This blog is something I find myself driven to create in my search for why I am still alive. This post is a short history of almost two years living with cancer. I will try not to be wordy as I write and edit it.
In the fall of 2016 I was diagnosed with stomach cancer. Doctors in the hospital had big plans for me, that included exploratory surgery of my stomach. As soon as I learned about the presence of cancer in the biopsied tumor, I refused further medical treatment. Shortly thereafter I started receiving end-of-life care from a local hospice.

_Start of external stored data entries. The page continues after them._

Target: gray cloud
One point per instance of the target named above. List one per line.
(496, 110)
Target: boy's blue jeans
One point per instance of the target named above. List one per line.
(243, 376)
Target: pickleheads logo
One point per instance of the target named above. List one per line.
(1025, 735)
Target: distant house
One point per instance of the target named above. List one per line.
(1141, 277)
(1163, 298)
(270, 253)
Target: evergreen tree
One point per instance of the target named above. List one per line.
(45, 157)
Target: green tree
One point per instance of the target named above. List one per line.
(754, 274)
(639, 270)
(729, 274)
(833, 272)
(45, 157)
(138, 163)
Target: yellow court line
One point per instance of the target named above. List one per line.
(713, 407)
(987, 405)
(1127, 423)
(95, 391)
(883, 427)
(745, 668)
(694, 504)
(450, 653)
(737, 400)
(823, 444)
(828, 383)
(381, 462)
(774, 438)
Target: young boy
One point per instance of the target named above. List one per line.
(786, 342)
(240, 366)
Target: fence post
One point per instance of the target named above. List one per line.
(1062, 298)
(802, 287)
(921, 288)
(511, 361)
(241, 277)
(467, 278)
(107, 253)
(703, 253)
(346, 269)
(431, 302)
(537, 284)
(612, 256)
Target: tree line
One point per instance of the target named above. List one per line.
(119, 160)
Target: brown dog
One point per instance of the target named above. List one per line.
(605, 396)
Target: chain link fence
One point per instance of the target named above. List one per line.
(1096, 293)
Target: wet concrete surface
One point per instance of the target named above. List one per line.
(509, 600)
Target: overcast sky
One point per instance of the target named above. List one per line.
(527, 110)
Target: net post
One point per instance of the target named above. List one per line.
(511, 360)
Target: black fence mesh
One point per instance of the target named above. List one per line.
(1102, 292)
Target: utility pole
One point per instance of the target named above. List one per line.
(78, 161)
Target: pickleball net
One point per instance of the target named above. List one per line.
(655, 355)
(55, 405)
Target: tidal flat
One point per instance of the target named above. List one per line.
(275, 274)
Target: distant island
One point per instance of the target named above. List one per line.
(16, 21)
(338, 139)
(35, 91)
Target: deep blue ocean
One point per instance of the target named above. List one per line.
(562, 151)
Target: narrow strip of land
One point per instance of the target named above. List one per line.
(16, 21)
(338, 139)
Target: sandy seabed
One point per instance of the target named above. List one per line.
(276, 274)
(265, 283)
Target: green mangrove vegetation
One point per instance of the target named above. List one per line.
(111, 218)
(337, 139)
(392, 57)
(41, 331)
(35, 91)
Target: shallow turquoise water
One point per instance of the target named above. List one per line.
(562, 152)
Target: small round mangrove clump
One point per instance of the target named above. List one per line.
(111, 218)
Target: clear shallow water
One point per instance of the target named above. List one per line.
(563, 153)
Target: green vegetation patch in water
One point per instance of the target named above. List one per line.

April 7, 2017 my physical health had deteriorated to the point that it was no longer safe for me to live in my apartment. This made me eligible for a bed at the hospice house across the river in Salem, Oregon. Doing research and talking to persons who had family members and loved ones who died from cancer, I really believed that I only had a couple weeks left to live.
I lived for a year in the hospice waiting to die. My Medicare benefits ran out because I didn’t die within six months. An updated MRI of the biopsied area did not show any new tumors. But the diameter of the bleeding tumor that made me anemic and brought me into the ER in the first place was 5cm in diameter. The medical literature I read spoke about one and two centimeter tumors. Doctors were also advised by the literature to be honest about death from cancer with their patients and to try to recruit those no longer curable as guinea pigs for experimental drug studies.
Had the cancer metastasized? Good question. The hospice house needed my bed after I was “kicked over the fence” as a cancer survivor. I now live in an adult foster home as just another older adult needing help with daily living.